Una campagna aerea del DLR su 57 impianti mostra emissioni oltre il doppio dei report degli operatori e riapre il tema del monitoraggio

Metano offshore: impianti oil and gas al largo dell’Angola osservati dal DLR per studiare emissioni, dispersioni e qualità del monitoraggio ambientale nel settore energetico
Una piattaforma petrolifera al largo dell’Africa occidentale richiama il tema delle emissioni di metano offshore: lo studio del DLR sull’Angola mostra quanto misure aeree, dati indipendenti e reporting industriale siano decisivi per valutare perdite, venting e criticità operative negli impianti oil and gas
(Foto: stock.adobe.com – poco_bw/DLR)

Nel dibattito climatico il metano resta spesso in secondo piano rispetto all’anidride carbonica, ma il suo peso nel riscaldamento globale è tutt’altro che marginale. Le analisi internazionali lo indicano come uno dei gas che più rapidamente possono essere ridotti con benefici immediati sul clima, soprattutto nel comparto oil and gas, dove molte perdite derivano da guasti, dispersioni, sfiati o pratiche operative migliorabili. È su questo sfondo che assume rilievo il nuovo studio del German Aerospace Center sulle attività offshore al largo dell’Angola: non un semplice esercizio scientifico, ma un caso concreto che mostra quanto la distanza fra stime, rendicontazione industriale e misure indipendenti possa incidere sulle politiche ambientali e sulle strategie di decarbonizzazione.

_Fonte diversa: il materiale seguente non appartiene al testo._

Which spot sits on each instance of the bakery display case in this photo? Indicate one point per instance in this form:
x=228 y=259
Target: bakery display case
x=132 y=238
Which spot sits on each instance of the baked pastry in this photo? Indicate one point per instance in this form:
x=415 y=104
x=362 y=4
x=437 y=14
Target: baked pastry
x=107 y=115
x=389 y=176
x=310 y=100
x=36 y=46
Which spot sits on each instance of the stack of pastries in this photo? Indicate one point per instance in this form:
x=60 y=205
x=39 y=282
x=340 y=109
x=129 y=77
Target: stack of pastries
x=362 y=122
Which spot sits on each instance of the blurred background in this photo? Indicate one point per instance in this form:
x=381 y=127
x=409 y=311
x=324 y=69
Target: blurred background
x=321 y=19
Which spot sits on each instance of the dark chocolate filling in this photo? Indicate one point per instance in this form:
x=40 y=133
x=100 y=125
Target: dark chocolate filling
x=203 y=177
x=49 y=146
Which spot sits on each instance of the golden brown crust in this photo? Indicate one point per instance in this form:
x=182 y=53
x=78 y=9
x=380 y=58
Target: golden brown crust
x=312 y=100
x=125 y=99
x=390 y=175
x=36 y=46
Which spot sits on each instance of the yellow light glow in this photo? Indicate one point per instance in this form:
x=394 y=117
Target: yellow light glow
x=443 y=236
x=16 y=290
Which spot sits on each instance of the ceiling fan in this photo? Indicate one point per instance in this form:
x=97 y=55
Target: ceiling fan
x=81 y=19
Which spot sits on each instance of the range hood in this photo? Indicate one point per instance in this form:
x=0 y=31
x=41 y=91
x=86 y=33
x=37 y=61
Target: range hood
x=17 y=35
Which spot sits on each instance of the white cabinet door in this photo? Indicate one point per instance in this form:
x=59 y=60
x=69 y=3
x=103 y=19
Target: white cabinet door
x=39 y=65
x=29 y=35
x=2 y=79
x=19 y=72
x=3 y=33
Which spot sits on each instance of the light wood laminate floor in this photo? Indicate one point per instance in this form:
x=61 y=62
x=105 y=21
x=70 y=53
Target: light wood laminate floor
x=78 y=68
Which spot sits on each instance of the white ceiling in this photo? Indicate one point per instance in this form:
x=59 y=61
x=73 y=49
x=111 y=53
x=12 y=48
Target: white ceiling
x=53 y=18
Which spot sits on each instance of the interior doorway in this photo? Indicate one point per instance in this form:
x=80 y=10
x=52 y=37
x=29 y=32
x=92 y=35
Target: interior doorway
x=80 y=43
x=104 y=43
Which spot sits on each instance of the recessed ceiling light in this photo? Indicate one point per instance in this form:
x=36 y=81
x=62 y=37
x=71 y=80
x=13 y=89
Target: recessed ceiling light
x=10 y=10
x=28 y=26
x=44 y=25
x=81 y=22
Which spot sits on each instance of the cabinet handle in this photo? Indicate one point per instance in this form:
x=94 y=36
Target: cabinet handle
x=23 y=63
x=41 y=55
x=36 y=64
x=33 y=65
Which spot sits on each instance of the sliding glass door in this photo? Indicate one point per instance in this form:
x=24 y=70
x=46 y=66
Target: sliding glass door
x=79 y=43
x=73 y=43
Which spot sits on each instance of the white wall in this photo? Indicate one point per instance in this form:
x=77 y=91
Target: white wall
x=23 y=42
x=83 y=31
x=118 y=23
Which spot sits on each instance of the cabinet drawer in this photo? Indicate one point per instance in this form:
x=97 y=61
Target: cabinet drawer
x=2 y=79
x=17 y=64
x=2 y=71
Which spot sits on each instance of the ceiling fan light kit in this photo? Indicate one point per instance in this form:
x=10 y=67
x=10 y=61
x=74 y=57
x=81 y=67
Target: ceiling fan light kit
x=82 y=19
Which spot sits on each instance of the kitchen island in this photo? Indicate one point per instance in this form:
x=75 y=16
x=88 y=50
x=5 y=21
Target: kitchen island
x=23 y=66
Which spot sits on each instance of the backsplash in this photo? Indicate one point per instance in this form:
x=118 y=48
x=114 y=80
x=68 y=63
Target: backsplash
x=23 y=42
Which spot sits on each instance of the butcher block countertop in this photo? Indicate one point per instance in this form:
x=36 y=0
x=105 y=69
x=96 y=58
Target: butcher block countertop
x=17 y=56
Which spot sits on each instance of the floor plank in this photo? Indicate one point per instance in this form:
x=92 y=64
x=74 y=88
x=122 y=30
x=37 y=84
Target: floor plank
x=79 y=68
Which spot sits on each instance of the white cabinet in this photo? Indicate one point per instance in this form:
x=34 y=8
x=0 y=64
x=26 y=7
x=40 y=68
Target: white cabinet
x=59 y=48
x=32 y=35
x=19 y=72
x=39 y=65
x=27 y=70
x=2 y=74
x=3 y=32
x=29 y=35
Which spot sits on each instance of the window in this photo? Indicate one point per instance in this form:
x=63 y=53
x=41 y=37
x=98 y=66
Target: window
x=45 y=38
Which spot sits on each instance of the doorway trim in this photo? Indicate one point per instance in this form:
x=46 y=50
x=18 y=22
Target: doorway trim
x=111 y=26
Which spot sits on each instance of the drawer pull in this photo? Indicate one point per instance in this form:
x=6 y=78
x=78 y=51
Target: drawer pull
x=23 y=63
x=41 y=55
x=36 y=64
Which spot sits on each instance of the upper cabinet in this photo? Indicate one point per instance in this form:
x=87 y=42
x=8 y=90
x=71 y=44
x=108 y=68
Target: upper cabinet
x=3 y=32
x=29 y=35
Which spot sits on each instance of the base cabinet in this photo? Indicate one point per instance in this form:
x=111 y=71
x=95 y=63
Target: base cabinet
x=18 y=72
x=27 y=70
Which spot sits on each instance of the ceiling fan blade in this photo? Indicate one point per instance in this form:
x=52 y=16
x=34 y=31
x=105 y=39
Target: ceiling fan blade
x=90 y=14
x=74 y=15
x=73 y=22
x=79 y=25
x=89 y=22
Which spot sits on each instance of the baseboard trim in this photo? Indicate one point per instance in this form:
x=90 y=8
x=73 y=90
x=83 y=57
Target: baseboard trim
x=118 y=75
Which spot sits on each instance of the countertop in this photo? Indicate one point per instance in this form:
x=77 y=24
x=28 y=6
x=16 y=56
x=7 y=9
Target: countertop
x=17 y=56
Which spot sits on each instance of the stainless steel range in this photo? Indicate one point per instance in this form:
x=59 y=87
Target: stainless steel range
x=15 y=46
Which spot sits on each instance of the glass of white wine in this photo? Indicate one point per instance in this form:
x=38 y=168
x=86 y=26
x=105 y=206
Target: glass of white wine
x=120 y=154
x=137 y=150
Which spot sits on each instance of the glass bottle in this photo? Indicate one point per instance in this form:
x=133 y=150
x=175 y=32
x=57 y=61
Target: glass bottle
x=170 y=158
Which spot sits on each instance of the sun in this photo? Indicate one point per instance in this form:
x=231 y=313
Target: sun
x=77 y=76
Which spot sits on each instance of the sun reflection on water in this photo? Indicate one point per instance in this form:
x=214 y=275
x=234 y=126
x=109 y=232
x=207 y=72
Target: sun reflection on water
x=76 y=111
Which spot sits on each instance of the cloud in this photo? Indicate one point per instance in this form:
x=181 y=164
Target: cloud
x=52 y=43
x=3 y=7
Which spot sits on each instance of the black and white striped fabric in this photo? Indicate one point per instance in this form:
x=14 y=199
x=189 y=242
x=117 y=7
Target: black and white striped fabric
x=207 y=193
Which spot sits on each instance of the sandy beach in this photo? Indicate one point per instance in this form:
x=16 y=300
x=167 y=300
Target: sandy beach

La ricerca si basa sulla prima campagna aerea dedicata alle emissioni di metano del settore offshore in Africa occidentale. Nel settembre 2022 il velivolo scientifico Falcon 20E del DLR ha sorvolato 57 infrastrutture petrolifere e del gas lungo la costa angolana, quantificando le emissioni con un approccio atmosferico di bilancio di massa. Il risultato più evidente è duplice: le emissioni complessive misurate risultano inferiori rispetto ad alcuni inventari generali spesso usati come base di riferimento, ma sono comunque più che doppie rispetto ai valori comunicati dagli operatori. È proprio questa forbice a rendere il caso angolano particolarmente istruttivo per l’intero comparto energetico.

Metano offshore: campagna scientifica del DLR in Angola per analizzare piattaforme marine, dati atmosferici e perdite legate alle attività petrolifere e del gas
Il decollo del Falcon 20E del DLR per una campagna di misura sulle emissioni di metano al largo dell’Africa centro-occidentale evidenzia il valore dell’osservazione aerea: voli scientifici, sensori e analisi atmosferiche aiutano a verificare dati industriali spesso incompleti o sottostimati
(Foto: DLR)

Misurare dal cielo cambia la lettura delle emissioni

Il dato sintetico su cui si regge l’intero studio è netto: le emissioni totali di metano del comparto offshore angolano sono state stimate in 16,9 ± 5,3 tonnellate all’ora. Si tratta di un valore che ridimensiona alcuni inventari generali, ma che supera di oltre due volte i numeri riportati dagli operatori. Questa apparente contraddizione è in realtà il passaggio più interessante dell’indagine: da un lato gli inventari costruiti su fattori medi possono sovrastimare alcuni segmenti produttivi; dall’altro il reporting aziendale rischia di sottostimare le emissioni effettive quando non intercetta adeguatamente fughe diffuse, rilasci intermittenti e componenti emissive non riconducibili soltanto alla combustione in torcia.

“Le misurazioni confermano quanto sia importante passare dalle stime ai dati reali. Solo con misurazioni affidabili possiamo capire la vera scala delle emissioni e prendere decisioni informate per ridurle”.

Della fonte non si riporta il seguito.